Depois de Almodóvar ter encantado Cannes com um curta-metragem (o faroeste “Extraña Forma de Vida”), outro mestre ibérico chega a Cannes com uma experiência narrativa em pílula: o português Pedro Costa, ganhador do Leopardo de Ouro de Locarno com “Vitalina Varela” (2019). Lá se vão 17 anos desde que ele concorreu à Palma de Ouro com “Juventude Em Marcha” (2006), filmado com habitantes do bairro das Fontainhas, entre as cidades de Lisboa e Amadora. Seu regresso se dá com o curta “As Filhas do Fogo”, parte de um projeto multimídia do qual ele já extraiu uma exposição no Centre Pompidou, em Paris. O que a Croisette vê hoje é um ensaio sobre três irmãs que se separam sob o efeito de uma catástrofe, simbólica dos males da Europa atual. Clotilde (Alice Costa), Adelaide (Elizabeth Pinard) e Irondina (Karina Gomes) alimentam seus laços de fratenidade à força do canto. Trata-se de uma experiência cinematográfica que repensa o Tempo a partir da errância feminina.

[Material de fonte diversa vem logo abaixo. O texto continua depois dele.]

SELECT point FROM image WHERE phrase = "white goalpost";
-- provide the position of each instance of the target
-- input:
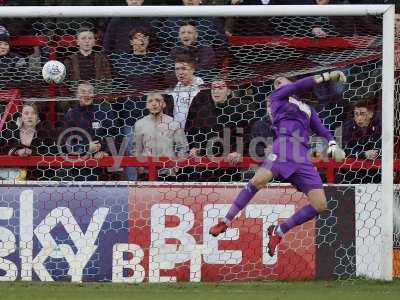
(388, 98)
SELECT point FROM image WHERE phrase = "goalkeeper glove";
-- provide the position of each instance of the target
(335, 152)
(337, 76)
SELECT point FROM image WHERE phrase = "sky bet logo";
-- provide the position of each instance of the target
(77, 256)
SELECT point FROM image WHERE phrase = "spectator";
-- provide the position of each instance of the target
(87, 65)
(186, 89)
(86, 128)
(361, 139)
(13, 68)
(139, 69)
(204, 56)
(25, 137)
(157, 135)
(217, 115)
(116, 37)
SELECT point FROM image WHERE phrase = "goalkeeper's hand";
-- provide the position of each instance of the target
(337, 76)
(335, 152)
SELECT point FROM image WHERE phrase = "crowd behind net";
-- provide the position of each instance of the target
(221, 69)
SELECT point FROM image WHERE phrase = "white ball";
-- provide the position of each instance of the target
(54, 72)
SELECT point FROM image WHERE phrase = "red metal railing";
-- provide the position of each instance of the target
(153, 164)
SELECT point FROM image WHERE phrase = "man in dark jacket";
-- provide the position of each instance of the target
(204, 56)
(86, 128)
(361, 139)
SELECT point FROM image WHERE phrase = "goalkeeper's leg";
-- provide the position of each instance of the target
(260, 179)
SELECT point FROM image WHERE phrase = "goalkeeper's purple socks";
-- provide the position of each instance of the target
(245, 195)
(303, 215)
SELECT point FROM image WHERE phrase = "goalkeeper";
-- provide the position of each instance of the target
(293, 122)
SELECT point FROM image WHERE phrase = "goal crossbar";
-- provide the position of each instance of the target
(191, 11)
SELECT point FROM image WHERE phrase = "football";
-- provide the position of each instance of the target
(54, 72)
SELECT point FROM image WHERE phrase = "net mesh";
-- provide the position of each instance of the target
(215, 90)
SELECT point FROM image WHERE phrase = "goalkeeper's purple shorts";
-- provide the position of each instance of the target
(303, 176)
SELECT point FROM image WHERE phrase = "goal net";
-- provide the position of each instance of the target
(94, 189)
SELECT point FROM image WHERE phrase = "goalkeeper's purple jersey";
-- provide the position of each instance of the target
(294, 122)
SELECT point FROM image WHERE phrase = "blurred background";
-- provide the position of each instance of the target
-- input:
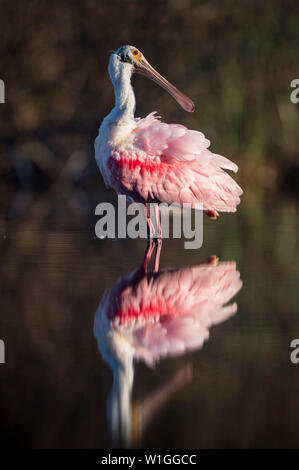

Cena do curta “As Filhas do Fogo”

Foi assim também com “Vitalina Varela”, sobre uma cabo-verdiana de passagem pela capital portuguesa em busca de seus mortos, após a perda de seu marido. O longa foi lançado no Brasil pela MUBI. “Estudando aquelas pessoas de Cabo Verde, que tanto me deram e tanto me dão, há tantos anos, tive a percepção de que existem mulheres sentinelas, à olhar para o mar, à espera, sem resposta”, disse Costa ao Laboratório Pop. Considerado um dos mais requintados estetas do nosso tempo no audiovisual, Costa ganhou notoriedade por longas-metragens como “Cavalo Dinheiro” (Melhor Direção em Locarno em 2014) e “No Quarto de Vanda”, laureado no festival Cinéma du Réel em 2001. Este era um dos filmes favoritos de Eduardo Coutinho (1933-2014), aclamado documentarista responsável por cults como “Edifício Master” (2002) e “Santo Forte” (1999). Em sua experiência de trabalho com Costa nos sets, Dona Vitalina dizia: “Se houver amor, as coisas vão dar certo!”. Ela cedeu muito de suas vivências à caracterização de sua personagem a caminho das Fontainhas, bairro onde o cineasta ambienta suas aclamadas tramas, oferecendo ao espectador uma missa estética de reflexão sobre a resiliência dos imigrantes d’África no Velho Mundo. “A urgência é má conselheira. Filmo como uma equipe muito reduzida, com quatro pessoas por trás das câmeras, para que meu elenco de não atores tenhas as melhores condições de criar. Não se deve ser urgente, no cinema, nem no documentário, formato que aspira a ter um contato mais terra a terra com a realidade”, disse o diretor em sua passagem pelo Rio, há três anos. Até o momento, já foram exibidos 12 dos 21 concorrentes à Palma de Ouro e o melhor acolhido foi “Fallen Leaves”, uma comédia romântica chapliniana do finlandês Aki Kaurismäki.